Ok, yes, requiring pupils to sign up for / with a 3rd party service, that'd be weird. Sounds good that you (and schools in general?) use your own :- )
- C@crc322020-04-13 14:45:37.076Z
I've just started using Ty and it's great. The anonymous questions feature is something that would be incredibly useful.
- JJon Altschuler @jonalt2020-07-07 20:36:53.866Z
Just started using TalkYard and love the flexibility and capability of the software.
One thing that would really improve the user experience is the addition of a rich text editor for the posts. PLEASE prioritize this as its currently painful for people to add links and other formatting.
Keep up the great work!
- S@scorsair2020-08-26 11:58:03.488Z
Looking forward for OIDC support. I think it is a major update for on-premise installations. If you need some help to test OIDC support with Keycloak just PM me.
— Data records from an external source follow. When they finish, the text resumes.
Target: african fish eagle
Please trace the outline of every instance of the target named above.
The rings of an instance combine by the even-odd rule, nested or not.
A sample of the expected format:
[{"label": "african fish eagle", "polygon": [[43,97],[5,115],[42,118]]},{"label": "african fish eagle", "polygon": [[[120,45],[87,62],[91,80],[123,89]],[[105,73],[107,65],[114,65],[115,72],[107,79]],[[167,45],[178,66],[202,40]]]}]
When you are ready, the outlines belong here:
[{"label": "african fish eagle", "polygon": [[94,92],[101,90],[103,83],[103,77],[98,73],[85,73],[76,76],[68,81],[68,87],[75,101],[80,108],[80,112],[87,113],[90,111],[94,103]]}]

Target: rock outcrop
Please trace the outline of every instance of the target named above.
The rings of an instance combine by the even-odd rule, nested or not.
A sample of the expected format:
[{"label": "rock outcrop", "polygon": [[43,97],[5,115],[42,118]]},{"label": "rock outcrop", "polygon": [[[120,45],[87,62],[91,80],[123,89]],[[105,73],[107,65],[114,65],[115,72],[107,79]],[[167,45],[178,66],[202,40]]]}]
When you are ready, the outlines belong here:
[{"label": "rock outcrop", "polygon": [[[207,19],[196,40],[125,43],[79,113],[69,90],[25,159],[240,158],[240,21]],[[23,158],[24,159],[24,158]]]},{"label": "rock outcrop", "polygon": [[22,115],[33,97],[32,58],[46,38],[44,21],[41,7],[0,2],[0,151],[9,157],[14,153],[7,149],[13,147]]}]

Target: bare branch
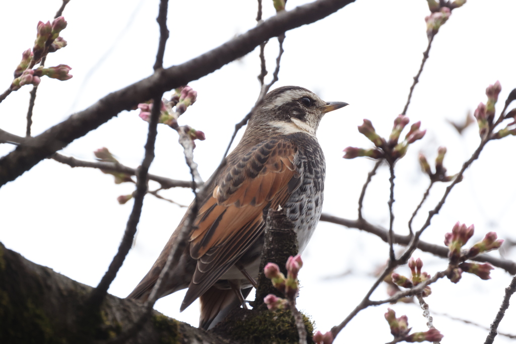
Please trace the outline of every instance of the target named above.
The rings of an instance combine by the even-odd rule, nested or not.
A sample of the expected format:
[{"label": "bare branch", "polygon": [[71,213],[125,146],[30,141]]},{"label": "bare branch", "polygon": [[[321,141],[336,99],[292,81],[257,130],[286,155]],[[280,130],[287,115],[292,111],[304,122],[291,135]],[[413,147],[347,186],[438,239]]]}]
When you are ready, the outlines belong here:
[{"label": "bare branch", "polygon": [[505,295],[504,296],[504,300],[502,302],[500,309],[496,314],[494,321],[491,324],[491,331],[489,332],[489,334],[488,335],[487,338],[486,338],[486,341],[484,342],[484,344],[492,344],[493,341],[494,340],[494,337],[496,336],[498,325],[500,324],[500,322],[502,321],[504,315],[505,315],[505,311],[509,308],[509,300],[510,299],[512,294],[514,293],[514,291],[516,291],[516,275],[512,278],[512,280],[511,281],[511,283],[509,285],[509,286],[505,288]]},{"label": "bare branch", "polygon": [[388,161],[389,163],[389,172],[391,173],[391,177],[389,178],[389,183],[391,183],[391,193],[389,196],[389,259],[392,261],[396,261],[396,255],[394,253],[394,232],[393,229],[393,225],[394,223],[394,213],[392,212],[392,205],[394,203],[394,163],[391,161]]},{"label": "bare branch", "polygon": [[410,99],[412,97],[412,92],[414,91],[414,88],[416,87],[416,85],[419,82],[419,77],[421,76],[421,72],[423,72],[423,68],[425,65],[425,62],[426,62],[427,59],[428,58],[428,53],[430,52],[430,48],[432,46],[432,41],[433,41],[434,36],[433,34],[431,34],[431,36],[428,38],[428,45],[426,47],[426,50],[423,53],[423,60],[421,61],[421,66],[420,67],[420,70],[417,72],[417,74],[414,77],[414,82],[412,83],[412,86],[410,87],[410,92],[409,92],[409,96],[407,99],[407,103],[405,104],[405,107],[403,108],[401,114],[407,114],[407,110],[409,108],[409,104],[410,104]]},{"label": "bare branch", "polygon": [[[321,215],[320,221],[342,225],[348,228],[356,228],[374,234],[387,242],[388,231],[381,227],[375,226],[364,220],[348,220],[323,213]],[[394,235],[394,242],[400,245],[406,246],[410,243],[411,240],[411,237],[409,235]],[[428,252],[441,258],[446,259],[448,258],[448,252],[449,250],[445,246],[419,240],[417,247],[424,252]],[[494,266],[503,269],[511,274],[516,274],[516,263],[512,260],[499,259],[488,254],[479,255],[472,260],[482,263],[489,263]]]},{"label": "bare branch", "polygon": [[371,182],[373,176],[376,174],[376,170],[378,169],[378,167],[381,163],[381,160],[379,160],[376,161],[375,163],[375,167],[373,168],[372,170],[371,170],[371,172],[367,173],[367,179],[366,179],[365,183],[364,184],[364,186],[362,187],[362,192],[360,192],[360,197],[358,199],[358,218],[359,219],[362,219],[363,218],[362,217],[362,208],[363,206],[363,203],[364,202],[364,197],[365,196],[365,190],[367,189],[367,186],[369,185],[369,183]]},{"label": "bare branch", "polygon": [[[131,175],[135,175],[137,171],[137,170],[135,169],[127,167],[121,163],[106,162],[104,161],[85,161],[82,160],[78,160],[72,157],[65,156],[57,153],[51,157],[56,161],[66,164],[71,167],[89,167],[99,169],[107,172],[120,172]],[[154,174],[148,174],[147,178],[149,180],[159,183],[161,186],[160,188],[162,189],[171,189],[176,187],[192,188],[194,187],[194,183],[189,181],[178,181]],[[203,185],[203,183],[197,183],[197,184],[198,186],[201,186]]]},{"label": "bare branch", "polygon": [[[163,55],[165,54],[165,45],[168,38],[168,29],[167,28],[167,10],[168,0],[162,0],[159,5],[159,12],[156,20],[159,24],[160,38],[158,46],[158,52],[154,64],[154,71],[162,69]],[[164,28],[163,27],[165,26]],[[154,103],[161,102],[163,92],[157,92],[154,96]],[[160,114],[160,107],[154,106],[151,111],[151,118],[149,123],[149,132],[147,134],[147,142],[145,144],[145,156],[141,166],[138,168],[136,177],[136,190],[134,192],[134,203],[133,210],[127,220],[127,226],[124,233],[124,236],[118,248],[118,252],[113,258],[107,271],[102,277],[97,287],[90,296],[90,304],[92,310],[96,310],[100,307],[100,304],[107,293],[107,289],[111,283],[115,279],[117,273],[129,253],[134,240],[136,233],[136,226],[140,221],[141,208],[143,205],[143,198],[147,193],[147,174],[149,168],[154,158],[154,146],[156,137],[157,136],[158,120]]]},{"label": "bare branch", "polygon": [[434,183],[435,182],[431,180],[430,181],[430,185],[428,186],[426,191],[425,191],[425,193],[423,195],[423,199],[422,199],[421,202],[420,202],[420,204],[417,205],[417,206],[416,207],[416,209],[414,210],[414,212],[412,213],[412,216],[410,217],[410,220],[409,220],[409,233],[411,236],[412,236],[414,234],[414,232],[412,231],[412,221],[414,220],[414,218],[416,217],[416,215],[417,215],[417,212],[419,211],[419,209],[421,208],[421,206],[422,206],[423,204],[425,203],[425,201],[426,200],[426,198],[428,197],[428,195],[430,194],[430,189],[432,188]]},{"label": "bare branch", "polygon": [[252,51],[264,41],[321,19],[353,0],[317,0],[283,11],[222,45],[105,96],[93,105],[35,138],[33,146],[18,147],[0,159],[0,186],[13,181],[41,160],[98,127],[117,113],[155,94],[186,85]]}]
- KajMagnus @KajMagnus2020-08-26 20:31:35.011Z
That'd be lovely! Working with OIDC right now (works but things left to do, e.g. refactoring "ugly code", admin settings, auto tests — which will run against Keycloak b.t.w.).
I'll message you next week or the week after probably.
Will migration of existing deployments to OIDC be supported in sense that existing accounts will be used with new authentication method?
I may also be willing to assist with OIDC testing, should you need more test subjects please feel free to reach out to me. Thanks!
- KajMagnus @KajMagnus2020-08-29 05:57:39.533Z
How would you want the migration to OIDC to work?
By default, it'll work, yes, like so:
If someone logs in via OIDC, with an email (from the OIDC user-info endpoint) that matches an existing Talkyard user account email addr,
then that already-existing account will get reused (the one who logs in via OIDC will log in to the old before-OIDC account).
Some things to think about:
Should that person thereafter be allowed to login both via OIDC and the old way to login?
Should OIDC co-exist with other ways to login? E.g. a company's employees log in via OIDC, but there's also Gmail, GitHub, FB, etc login for the company's users and customers?
I suppose such things will need to be configurable.
Looking at Keycloak, seems one might want "lots of" config options to specify how the first logins / migration should happen:
may also be willing to assist with OIDC testing
Yes that'd be great :- ) and maybe good for you too so nothing unexpected happens if you migrate old user accounts to OIDC.